Jak wyjaśnia John Maddison, wiceprezes ds. produktów i rozwiązań w Fortinet, jeszcze niedawno firewalle sieciowe łatwiej wykrywały istotne zagrożenia w sieci, ponieważ ruch mógł być sklasyfikowany na podstawie konkretnych protokołów, a i metody cyberprzestępców nie były tak wyrafinowane.

"Coraz większa liczba współczesnych zagrożeń jest projektowana w taki sposób, by ich detekcja była utrudniona oraz by omijać tradycyjne zapory sieciowe" - dodaje.

Za 25,65 proc. ruchu w sieciach odpowiedzialne są media społecznościowe oraz streaming multimediów. Facebook jest najczęściej używanym serwisem, obejmując 47,3 proc. całego ruchu w mediach społecznościowych, podczas gdy YouTube odpowiada za 42,3 proc. streamingu treści, zaś 19 proc. ruchu można wiązać z reklamami.

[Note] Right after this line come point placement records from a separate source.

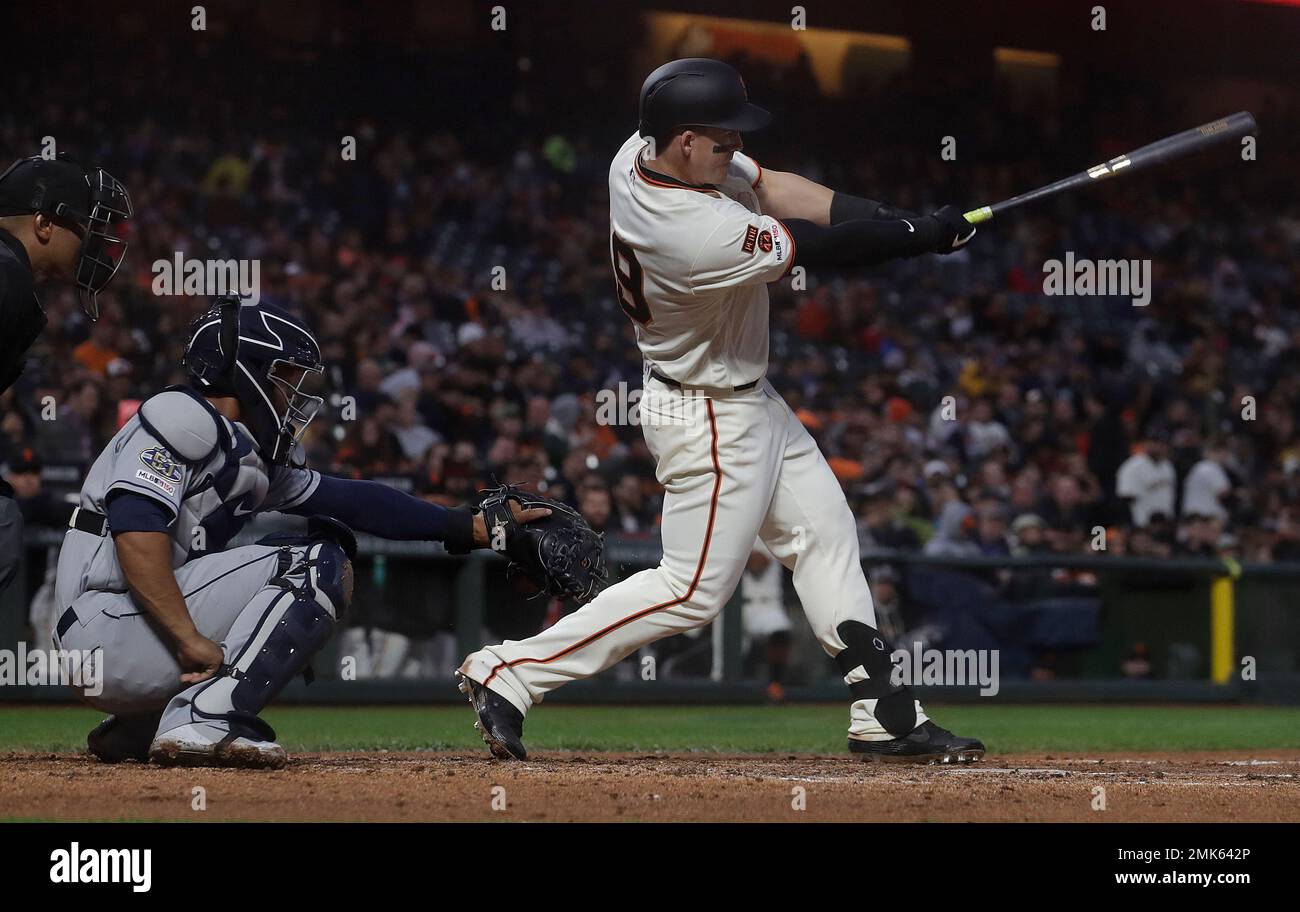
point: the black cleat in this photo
(120, 738)
(926, 743)
(499, 722)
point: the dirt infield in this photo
(1221, 786)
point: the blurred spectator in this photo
(1147, 481)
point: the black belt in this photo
(90, 521)
(675, 385)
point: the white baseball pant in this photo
(733, 465)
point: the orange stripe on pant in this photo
(690, 590)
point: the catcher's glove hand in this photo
(559, 552)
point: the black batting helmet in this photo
(697, 91)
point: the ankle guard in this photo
(867, 669)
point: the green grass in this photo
(797, 728)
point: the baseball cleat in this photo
(121, 738)
(499, 722)
(206, 745)
(926, 743)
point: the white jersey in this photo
(692, 264)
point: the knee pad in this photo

Taki wzór aktywności sprawia iż systemy i zasoby z danymi wrażliwymi firm są narażone na ataki poprzez infekcję drive-by, socjotechnikę oraz malvertising.

Urządzenia pracowników działające często w modelu BYOD (Bring Your Own Device) i zainstalowane na nich aplikacje stanowią często problem dla administratorów sieci. Protokół BitTorrent z ruchem P2P i gry online stanowią często bramę dla złośliwego oprogramowania wszelkich typów, które jest doinstalowywane do aplikacji i plików pobieranych z popularnych serwisów. W trakcie analiz logów CTAP wykryto 357000 prób ataków poprzez aplikacje.